With its popularity growing, Apache's Cassandra database for high-volume, real-time data management will be fitted with technical and query language improvements in the fall.
The open source NoSQL database, which reached the 1.0 release stage last October, is now in use at companies including Disney, eBay, and Netflix, according to Jonathan Ellis, project chair for the Apache Cassandra project and CTO at DataStax, which offers commercial products and services based on Cassandra. "Our best estimate is there are north of 1,000 Cassandra production deployments out there," Elllis said Wednesday at the Cassandra Summit 2012 conference in Santa Clara, Calif.

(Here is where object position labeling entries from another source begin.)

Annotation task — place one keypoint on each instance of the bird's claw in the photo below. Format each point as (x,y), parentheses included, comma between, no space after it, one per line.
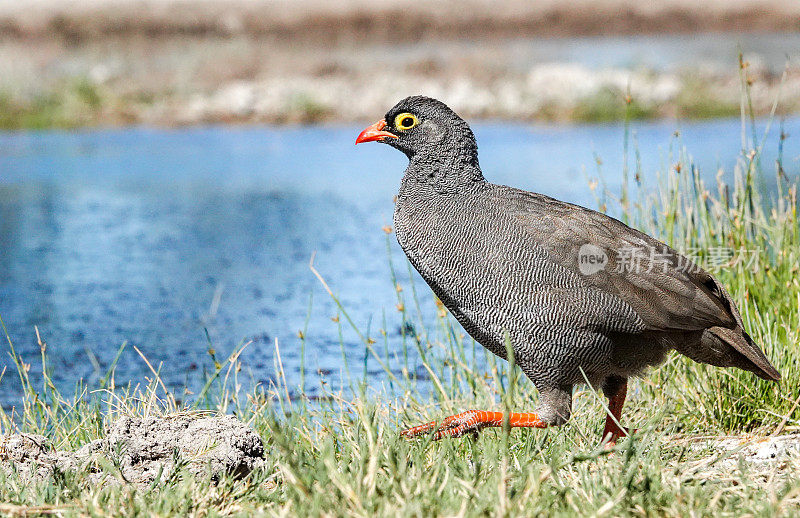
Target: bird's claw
(610,437)
(453,426)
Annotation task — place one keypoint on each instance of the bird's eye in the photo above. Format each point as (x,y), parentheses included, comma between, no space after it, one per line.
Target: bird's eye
(405,121)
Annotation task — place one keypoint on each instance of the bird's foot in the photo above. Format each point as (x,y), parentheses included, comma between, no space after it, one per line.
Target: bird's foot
(473,421)
(456,425)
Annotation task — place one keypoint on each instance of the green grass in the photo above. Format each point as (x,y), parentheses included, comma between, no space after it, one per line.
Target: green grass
(76,103)
(341,455)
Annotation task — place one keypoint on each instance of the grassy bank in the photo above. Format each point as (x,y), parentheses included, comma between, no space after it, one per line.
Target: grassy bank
(340,454)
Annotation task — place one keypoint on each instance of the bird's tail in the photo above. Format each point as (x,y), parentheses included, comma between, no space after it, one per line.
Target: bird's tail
(756,362)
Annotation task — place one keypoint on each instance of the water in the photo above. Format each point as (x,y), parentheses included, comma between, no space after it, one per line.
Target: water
(152,237)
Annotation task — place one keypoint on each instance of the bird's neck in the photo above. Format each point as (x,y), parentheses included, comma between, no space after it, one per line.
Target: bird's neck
(444,174)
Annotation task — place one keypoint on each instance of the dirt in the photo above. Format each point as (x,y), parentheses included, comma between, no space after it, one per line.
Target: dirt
(143,449)
(391,22)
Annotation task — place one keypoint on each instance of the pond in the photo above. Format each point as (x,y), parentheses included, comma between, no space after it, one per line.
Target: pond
(169,239)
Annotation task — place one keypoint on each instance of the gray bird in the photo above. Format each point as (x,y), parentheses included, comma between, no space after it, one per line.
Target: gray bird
(580,295)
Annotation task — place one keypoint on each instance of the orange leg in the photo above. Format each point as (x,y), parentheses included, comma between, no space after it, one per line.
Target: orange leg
(612,430)
(473,421)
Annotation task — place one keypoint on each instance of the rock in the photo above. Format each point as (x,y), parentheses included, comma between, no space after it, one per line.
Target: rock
(30,455)
(144,448)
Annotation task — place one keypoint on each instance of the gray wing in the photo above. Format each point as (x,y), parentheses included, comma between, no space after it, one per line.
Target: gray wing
(665,289)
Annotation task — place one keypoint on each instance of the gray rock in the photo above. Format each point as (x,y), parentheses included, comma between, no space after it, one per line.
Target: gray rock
(149,445)
(144,449)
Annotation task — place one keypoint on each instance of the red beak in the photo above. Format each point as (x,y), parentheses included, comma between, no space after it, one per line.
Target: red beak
(374,133)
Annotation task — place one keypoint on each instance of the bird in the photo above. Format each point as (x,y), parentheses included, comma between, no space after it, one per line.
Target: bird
(579,295)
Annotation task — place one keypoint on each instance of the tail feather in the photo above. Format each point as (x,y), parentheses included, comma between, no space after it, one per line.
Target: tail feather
(741,342)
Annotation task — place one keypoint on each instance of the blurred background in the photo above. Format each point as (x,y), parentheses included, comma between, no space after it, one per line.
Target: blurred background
(168,167)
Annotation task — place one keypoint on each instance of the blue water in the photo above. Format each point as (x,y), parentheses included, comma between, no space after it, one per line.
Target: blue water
(152,237)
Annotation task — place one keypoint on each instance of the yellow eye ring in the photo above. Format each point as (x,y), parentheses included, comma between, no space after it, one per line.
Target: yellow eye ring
(405,121)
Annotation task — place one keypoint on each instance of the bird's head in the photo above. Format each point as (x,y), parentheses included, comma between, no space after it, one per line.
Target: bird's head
(423,127)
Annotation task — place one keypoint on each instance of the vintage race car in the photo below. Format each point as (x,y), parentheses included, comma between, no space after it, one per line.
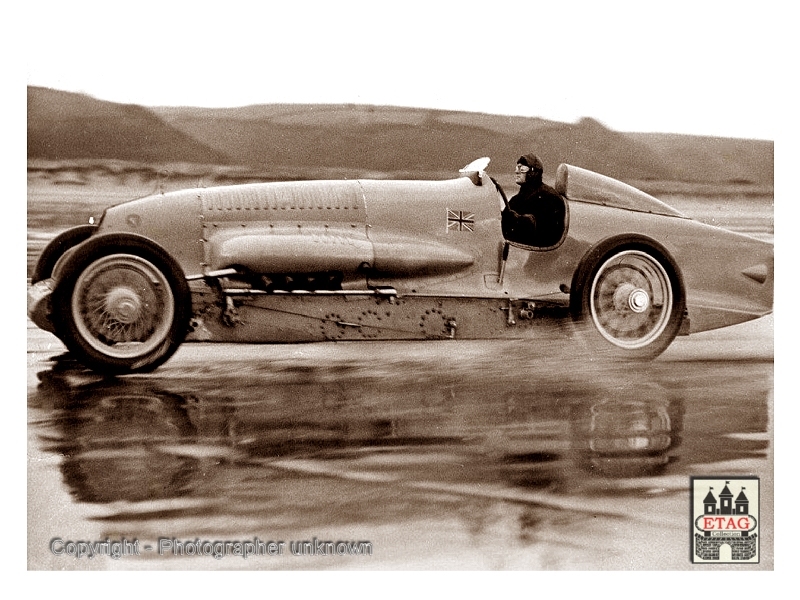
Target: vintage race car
(388,260)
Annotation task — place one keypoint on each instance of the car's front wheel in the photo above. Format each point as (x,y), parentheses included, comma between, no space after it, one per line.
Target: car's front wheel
(631,303)
(121,308)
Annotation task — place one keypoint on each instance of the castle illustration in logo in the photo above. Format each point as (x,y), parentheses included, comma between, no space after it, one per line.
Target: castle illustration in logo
(726,521)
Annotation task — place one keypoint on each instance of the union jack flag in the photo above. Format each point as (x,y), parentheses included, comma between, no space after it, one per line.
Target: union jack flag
(460,221)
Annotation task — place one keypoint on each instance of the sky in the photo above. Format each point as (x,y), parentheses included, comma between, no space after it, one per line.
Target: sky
(700,67)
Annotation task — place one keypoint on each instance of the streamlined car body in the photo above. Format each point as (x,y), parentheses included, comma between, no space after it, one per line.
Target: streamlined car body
(384,259)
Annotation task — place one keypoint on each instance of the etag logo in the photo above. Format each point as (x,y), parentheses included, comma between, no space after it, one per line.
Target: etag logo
(725,519)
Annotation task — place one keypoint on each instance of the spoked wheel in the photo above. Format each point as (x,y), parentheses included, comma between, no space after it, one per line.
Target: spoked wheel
(633,302)
(124,311)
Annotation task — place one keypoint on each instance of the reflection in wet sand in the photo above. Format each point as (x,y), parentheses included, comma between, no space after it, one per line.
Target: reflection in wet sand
(437,466)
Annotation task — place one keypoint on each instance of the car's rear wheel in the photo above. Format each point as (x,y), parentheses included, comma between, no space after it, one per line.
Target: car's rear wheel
(631,303)
(121,308)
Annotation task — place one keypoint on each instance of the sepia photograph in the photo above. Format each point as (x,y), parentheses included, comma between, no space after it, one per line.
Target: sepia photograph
(443,286)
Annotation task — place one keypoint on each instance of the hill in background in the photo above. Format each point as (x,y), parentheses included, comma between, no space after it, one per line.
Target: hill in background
(361,140)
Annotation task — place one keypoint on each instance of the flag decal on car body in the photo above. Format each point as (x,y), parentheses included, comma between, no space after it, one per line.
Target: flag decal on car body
(460,221)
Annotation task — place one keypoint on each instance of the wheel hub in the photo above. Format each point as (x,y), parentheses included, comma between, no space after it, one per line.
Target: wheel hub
(627,296)
(123,304)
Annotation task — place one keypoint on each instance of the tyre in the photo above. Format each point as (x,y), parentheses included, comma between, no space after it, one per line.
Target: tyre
(57,246)
(122,305)
(630,303)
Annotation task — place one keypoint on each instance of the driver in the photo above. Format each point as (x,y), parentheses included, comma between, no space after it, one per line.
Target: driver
(535,216)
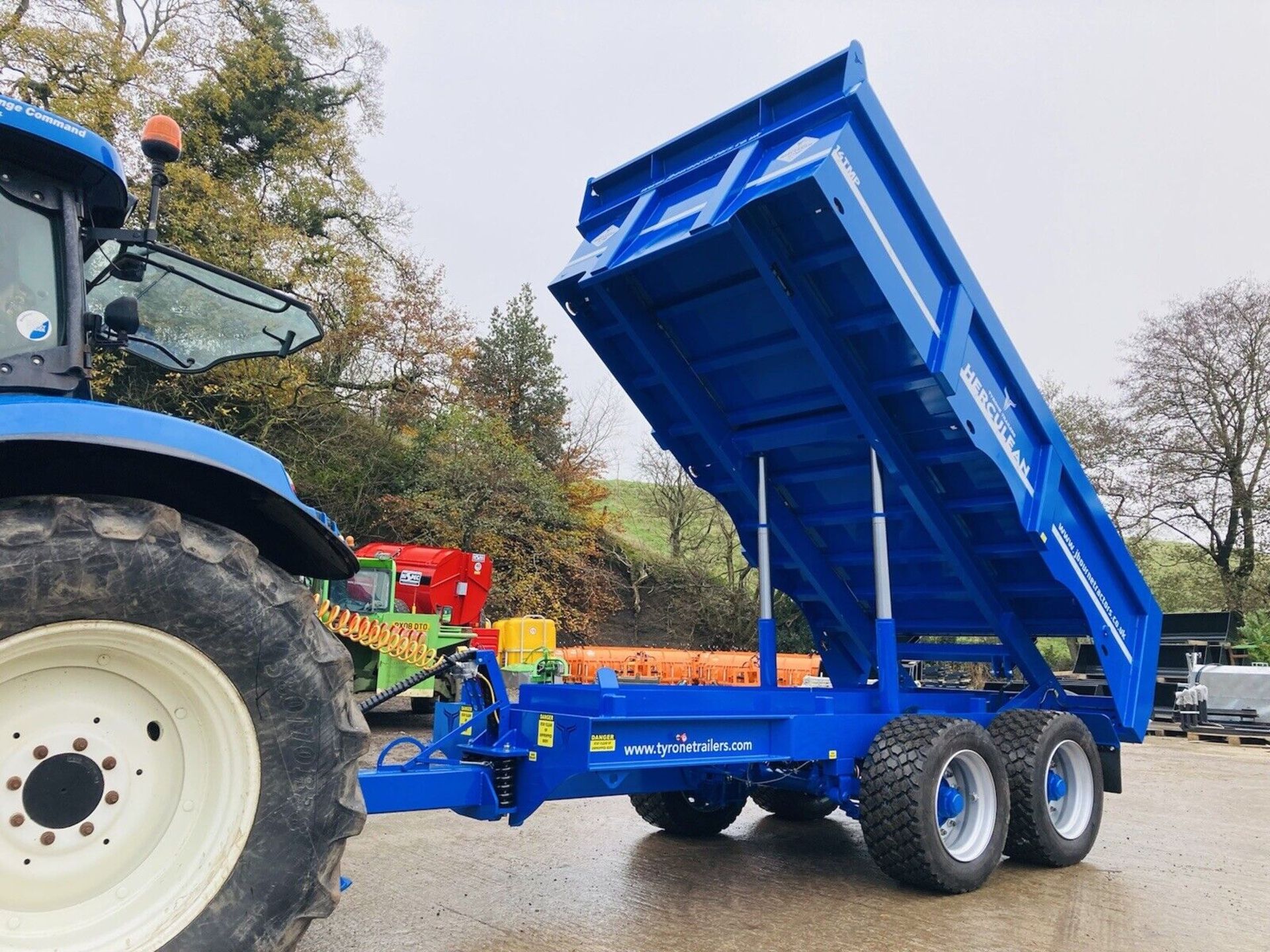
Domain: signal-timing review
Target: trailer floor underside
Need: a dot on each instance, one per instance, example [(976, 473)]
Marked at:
[(1183, 858)]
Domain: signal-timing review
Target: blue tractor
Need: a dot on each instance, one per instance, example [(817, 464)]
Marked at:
[(179, 743)]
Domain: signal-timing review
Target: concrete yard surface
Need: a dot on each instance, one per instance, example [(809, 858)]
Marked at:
[(1183, 862)]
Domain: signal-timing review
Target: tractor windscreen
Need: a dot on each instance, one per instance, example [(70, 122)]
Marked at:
[(30, 298), (367, 592), (194, 315)]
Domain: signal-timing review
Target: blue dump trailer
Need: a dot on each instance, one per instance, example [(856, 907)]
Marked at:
[(779, 295), (780, 298)]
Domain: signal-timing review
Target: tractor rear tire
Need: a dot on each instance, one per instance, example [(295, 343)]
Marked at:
[(683, 814), (934, 803), (1037, 744), (792, 804), (178, 730)]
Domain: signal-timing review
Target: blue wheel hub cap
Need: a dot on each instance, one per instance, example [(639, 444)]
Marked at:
[(1056, 787), (949, 804)]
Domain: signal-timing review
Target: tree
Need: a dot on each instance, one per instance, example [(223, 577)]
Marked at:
[(1109, 451), (479, 489), (1197, 393), (686, 513), (513, 375)]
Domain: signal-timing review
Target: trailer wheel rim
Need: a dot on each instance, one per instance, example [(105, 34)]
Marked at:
[(1070, 790), (966, 807), (132, 763)]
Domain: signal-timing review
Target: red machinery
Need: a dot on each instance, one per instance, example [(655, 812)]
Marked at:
[(443, 582)]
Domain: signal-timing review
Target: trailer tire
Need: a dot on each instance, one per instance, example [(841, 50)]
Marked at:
[(792, 804), (135, 590), (683, 814), (1044, 830), (901, 789)]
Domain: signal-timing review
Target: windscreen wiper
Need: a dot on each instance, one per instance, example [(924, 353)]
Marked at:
[(285, 342)]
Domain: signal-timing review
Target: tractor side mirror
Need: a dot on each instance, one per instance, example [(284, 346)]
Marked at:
[(122, 315)]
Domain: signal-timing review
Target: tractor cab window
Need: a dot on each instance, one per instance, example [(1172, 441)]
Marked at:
[(194, 315), (367, 592), (30, 309)]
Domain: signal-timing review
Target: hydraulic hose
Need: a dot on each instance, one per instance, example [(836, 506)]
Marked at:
[(441, 666)]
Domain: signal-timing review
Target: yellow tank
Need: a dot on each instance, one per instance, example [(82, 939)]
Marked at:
[(525, 640)]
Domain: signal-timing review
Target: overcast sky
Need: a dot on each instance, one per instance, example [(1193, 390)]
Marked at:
[(1094, 160)]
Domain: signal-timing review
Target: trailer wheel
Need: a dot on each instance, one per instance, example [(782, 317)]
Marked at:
[(1056, 786), (792, 804), (934, 803), (685, 814), (178, 743)]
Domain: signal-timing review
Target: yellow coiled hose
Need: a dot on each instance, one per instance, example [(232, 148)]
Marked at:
[(394, 640)]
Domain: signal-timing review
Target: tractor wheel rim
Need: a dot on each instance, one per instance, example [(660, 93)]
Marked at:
[(966, 814), (130, 777), (1070, 775)]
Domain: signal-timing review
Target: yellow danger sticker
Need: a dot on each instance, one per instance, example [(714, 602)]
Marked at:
[(546, 730)]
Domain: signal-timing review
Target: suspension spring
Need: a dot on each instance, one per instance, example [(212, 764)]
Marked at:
[(503, 770), (505, 779)]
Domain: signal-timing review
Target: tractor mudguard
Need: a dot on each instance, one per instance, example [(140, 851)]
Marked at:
[(55, 446)]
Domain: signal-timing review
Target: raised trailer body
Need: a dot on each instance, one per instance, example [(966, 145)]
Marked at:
[(779, 295)]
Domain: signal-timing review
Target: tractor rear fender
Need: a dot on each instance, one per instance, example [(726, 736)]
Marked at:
[(60, 446)]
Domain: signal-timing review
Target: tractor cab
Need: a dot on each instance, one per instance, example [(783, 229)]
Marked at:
[(77, 281), (74, 281)]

[ See InfoWorld's analysis of NoSQL database standouts, including Cassandra, MongoDB and others. Subscribe to InfoWorld's Enterprise Data Explosion newsletter to find out best practices in handling exponential data growth. ]
Version 1.2 of Cassandra, eyed for an October release, is slated to offer concurrent schema change and virtual node capabilities as well as JBOD (Just a Bunch of Disks) deployment support, Ellis said. With concurrent schema changes, multiple clients can issue schema changes at the same time and they will be merged across a cluster safely. Virtual nodes will enable a full cluster to parallelize certain operations, providing improved speed in operations such as adding or replacing a node.
Cassandra Query Language (CQL) 3, which is planned for version 1.2, is due to feature collections support that enables concatenation of data sets such as email addresses. Query tracing may be supported as well. Although CQL 3 does not offer full backward compatibility with CQL 2, users still will be able to use CQL 2 and move to CQL 3 when building new parts of their application.
At educational services provider Hobsons, Cassandra is used for log- and click-tracking for the company's website. "It scales like crazy," said Patrick McFadin, chief architect at Hobsons. The company had used an Oracle 10 database for these purposes, but found it was getting too costly to scale Oracle for the kind of functions Cassandra provides, McFadin said. Hobson still uses Oracle for relational data functions.
Cassandra complements another prominent Apache platform, the Hadoop distributed computing platform, DataStax officials said. "The big difference [between the two technologies] is Hadoop is built for deep-style analytics, [for] when you're asking really detailed questions about large amounts of data, whereas Cassandra's all about serving up data really quickly," said Matt Pfeil, DataStax vice president of customer solutions.